First Man

Par Ciné Maccro

First Man, drame biographique américain de 2018, réalisé par Damien Chazelle, avec Ryan Gosling, Claire Foy et Jason Clarke

Deux petites années après La La Land qui avait connu un incroyable succès critique, et quatre ans après s’être révélé avec Whiplash, Damien Chazelle retrouve Ryan Gosling et va tenter de se mettre à nouveau sur orbite en prenant le risque de changer radicalement de registre, pour un film qui s’annonçait comme charnière dans la filmographie du nouveau prodige d’Hollywood. Chazelle a-t-il eu raison de viser la Lune ou le défi était-il trop grand, le ramenant les deux pieds sur Terre ? Tentative de réponse en quelques points.

La première chose qui frappe lors du visionnage de First Man, c’est la volonté de Chazelle de se démarquer de ces deux précédentes oeuvres. Les éclairages esthétisés, les mouvements de caméra virtuoses et l’esthétique léchée de Whiplash et de La La Land laisse ici place à une volonté d’abord plus abrupte de montrer l’action. Si La La Land brillait par son côté aérien et ces nombreux plans larges, First Man pénètre lui beaucoup plus dans la sphère privée en choisissant d’aborder les personnages par des plans serrés étouffants, et une caméra parkinsonienne tout du moins dans le premier acte. C’est là déjà que l’on observe la première rupture chez Chazelle : quand Whiplash et (surtout) La La Land évoquait de jeunes adultes dont les rêves de gloire les rendaient prêt à tout, avant d’arriver à une chute douloureuse, First Man présente lui la vision d’un homme qui fuyait cette reconnaissance mondiale si soudaine et qu’il avait tout sauf recherchée. Plus qu’un film de rêve, First Man semble être un film de fuite : celle d’un homme toujours en retrait par rapport à l’extraordinaire destin qui l’attend, celle de sa famille qui ne supporte plus le poids de ce paternel et qui tente, comme elle peut, de s’en exonérer. Les seuls moments intimes où Chazelle, et son directeur de la photographie Linus Sandgren (qui a un sérieux problème de tremblements pendant une bonne partie du film), décident de rompre avec les plans serrés, c’est pour montrer Neil Armstrong et sa femme Janet, deux personnes au destin brisé (le choix de commencer le récit par la mort de Karen, tel un point de départ à une reconstruction, n’est d’ailleurs pas anodin), qui semblent être plus deux fantômes tentant désespérément de communiquer que deux véritables amants (il n’y a que deux scènes d’amour véritables entre les deux, et elles restent d’une froideur extrême).
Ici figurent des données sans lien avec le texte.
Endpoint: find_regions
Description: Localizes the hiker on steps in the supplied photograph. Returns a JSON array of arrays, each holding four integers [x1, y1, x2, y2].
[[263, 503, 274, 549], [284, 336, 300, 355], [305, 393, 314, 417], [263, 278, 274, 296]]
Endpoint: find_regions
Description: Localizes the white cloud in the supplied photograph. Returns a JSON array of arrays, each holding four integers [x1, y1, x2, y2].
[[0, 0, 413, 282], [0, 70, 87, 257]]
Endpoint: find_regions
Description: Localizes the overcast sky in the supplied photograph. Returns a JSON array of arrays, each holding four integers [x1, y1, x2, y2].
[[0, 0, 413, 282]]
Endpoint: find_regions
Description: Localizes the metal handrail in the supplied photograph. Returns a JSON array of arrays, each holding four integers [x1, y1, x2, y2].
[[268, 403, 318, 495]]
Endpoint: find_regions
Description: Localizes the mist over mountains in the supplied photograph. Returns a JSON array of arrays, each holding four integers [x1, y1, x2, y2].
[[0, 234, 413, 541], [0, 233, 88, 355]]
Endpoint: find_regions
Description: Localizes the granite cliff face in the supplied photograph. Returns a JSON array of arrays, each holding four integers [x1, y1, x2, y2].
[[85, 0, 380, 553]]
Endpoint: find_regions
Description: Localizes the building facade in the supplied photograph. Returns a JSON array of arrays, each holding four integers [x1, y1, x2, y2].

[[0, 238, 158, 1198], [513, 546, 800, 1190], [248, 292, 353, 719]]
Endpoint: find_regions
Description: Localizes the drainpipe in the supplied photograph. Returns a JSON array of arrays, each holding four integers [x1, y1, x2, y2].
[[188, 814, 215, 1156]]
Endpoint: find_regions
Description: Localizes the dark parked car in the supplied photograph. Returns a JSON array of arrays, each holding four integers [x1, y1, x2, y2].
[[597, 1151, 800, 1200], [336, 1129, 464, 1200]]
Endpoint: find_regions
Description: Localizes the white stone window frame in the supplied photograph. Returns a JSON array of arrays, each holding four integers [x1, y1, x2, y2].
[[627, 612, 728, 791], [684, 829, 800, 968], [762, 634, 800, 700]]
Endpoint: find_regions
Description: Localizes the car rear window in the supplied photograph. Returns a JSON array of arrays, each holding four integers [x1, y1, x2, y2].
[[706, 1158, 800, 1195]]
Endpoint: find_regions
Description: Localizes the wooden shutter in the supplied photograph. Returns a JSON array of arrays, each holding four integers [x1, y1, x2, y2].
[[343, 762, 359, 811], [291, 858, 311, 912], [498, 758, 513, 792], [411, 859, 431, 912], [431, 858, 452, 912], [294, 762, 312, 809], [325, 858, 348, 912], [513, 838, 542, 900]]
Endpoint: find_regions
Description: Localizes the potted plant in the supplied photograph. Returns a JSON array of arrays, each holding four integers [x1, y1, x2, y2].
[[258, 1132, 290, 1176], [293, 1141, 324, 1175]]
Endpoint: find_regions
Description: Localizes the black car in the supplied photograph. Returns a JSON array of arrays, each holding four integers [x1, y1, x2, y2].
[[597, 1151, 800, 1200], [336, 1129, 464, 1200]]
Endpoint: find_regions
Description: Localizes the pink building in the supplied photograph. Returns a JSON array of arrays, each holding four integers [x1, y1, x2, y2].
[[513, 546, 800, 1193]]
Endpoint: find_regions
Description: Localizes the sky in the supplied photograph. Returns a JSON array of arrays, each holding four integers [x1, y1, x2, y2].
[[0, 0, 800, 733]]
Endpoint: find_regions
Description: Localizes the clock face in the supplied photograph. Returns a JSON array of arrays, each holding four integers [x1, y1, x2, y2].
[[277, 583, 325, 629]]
Dans ces deux rôles d’écorchés vifs, Ryan Gosling y retrouve un certain mètre étalon, dans un rôle qui semble être une version améliorée de sa partition dans Drive, tandis que Claire Foy (qui s’impose clairement comme une favorite à l’Oscar dans quelques moins) nous expose une palette intime mais en même temps terriblement vibrante, pour former un duo impeccable que Chazelle laisse volontiers s’exprimer, au gré du talent des deux acteurs.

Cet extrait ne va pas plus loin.